The difference between surviving and thriving in today’s competitive marketplace is often determined by finding untapped revenue sources in lead management processes.
We often see significant revenue potential hidden away in sales and marketing processes that not only aren’t working—they’re actually impeding the ability to generate results. That’s when it’s productive to take a closer look at the larger sales lead management picture.
And how best to do this? One way is to put into play a methodology for assessing current practices and correcting gaps in marketing and sales processes.
While there are many paths to the top of the same higher-revenue mountain, we’ve had good success working with clients on opportunity audits designed to identify current lead generation challenges and grow revenue.
With this approach, we take a deep dive into five areas and extract the information needed to assess sales and marketing process effectiveness. Here are the five areas and samples of a few audit questions:
Discovery—What percentage of this year’s revenue target is expected to originate from marketing activity vs. from sales executives’ individual efforts?
Opportunity Capture—Where are opportunities captured and how are they distributed? What are processes for sales acceptance of marketing generated opportunities, and how are they tracked?

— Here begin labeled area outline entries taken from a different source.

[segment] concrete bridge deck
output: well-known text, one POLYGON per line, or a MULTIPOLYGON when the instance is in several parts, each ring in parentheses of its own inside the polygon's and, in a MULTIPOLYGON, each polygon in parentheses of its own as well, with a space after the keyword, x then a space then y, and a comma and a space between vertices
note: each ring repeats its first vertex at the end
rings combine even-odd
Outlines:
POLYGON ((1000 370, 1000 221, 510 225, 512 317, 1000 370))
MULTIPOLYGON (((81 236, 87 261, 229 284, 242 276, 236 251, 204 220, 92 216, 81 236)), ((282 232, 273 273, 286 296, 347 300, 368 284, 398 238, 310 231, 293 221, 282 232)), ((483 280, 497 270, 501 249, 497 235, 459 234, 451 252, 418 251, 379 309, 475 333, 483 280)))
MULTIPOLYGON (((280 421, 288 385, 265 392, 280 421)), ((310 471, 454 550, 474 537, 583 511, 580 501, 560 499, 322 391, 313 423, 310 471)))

Response Management—When and how are inbound calls, web hits, emails from forms and tradeshow leads handled, and by whom? How is data captured, tracked and measured from both sales and marketing perspectives?
Lead Generation and Lead Qualification—How is the target market identified and segmented? How are multi-media / multi-touch / multi-cycle programs planned and implemented?
Lead Nurturing—How are qualified opportunities handled when they have no immediate interest or don’t respond after expressing initial interest?
Findings are reported both as scores in the five key areas and as benchmarks for comparison with similar companies. Recommendations itemize areas for process improvement.
The bottom line: a formal audit methodology uncovers opportunities that lead to more predictable forecasts and drive revenue to higher levels.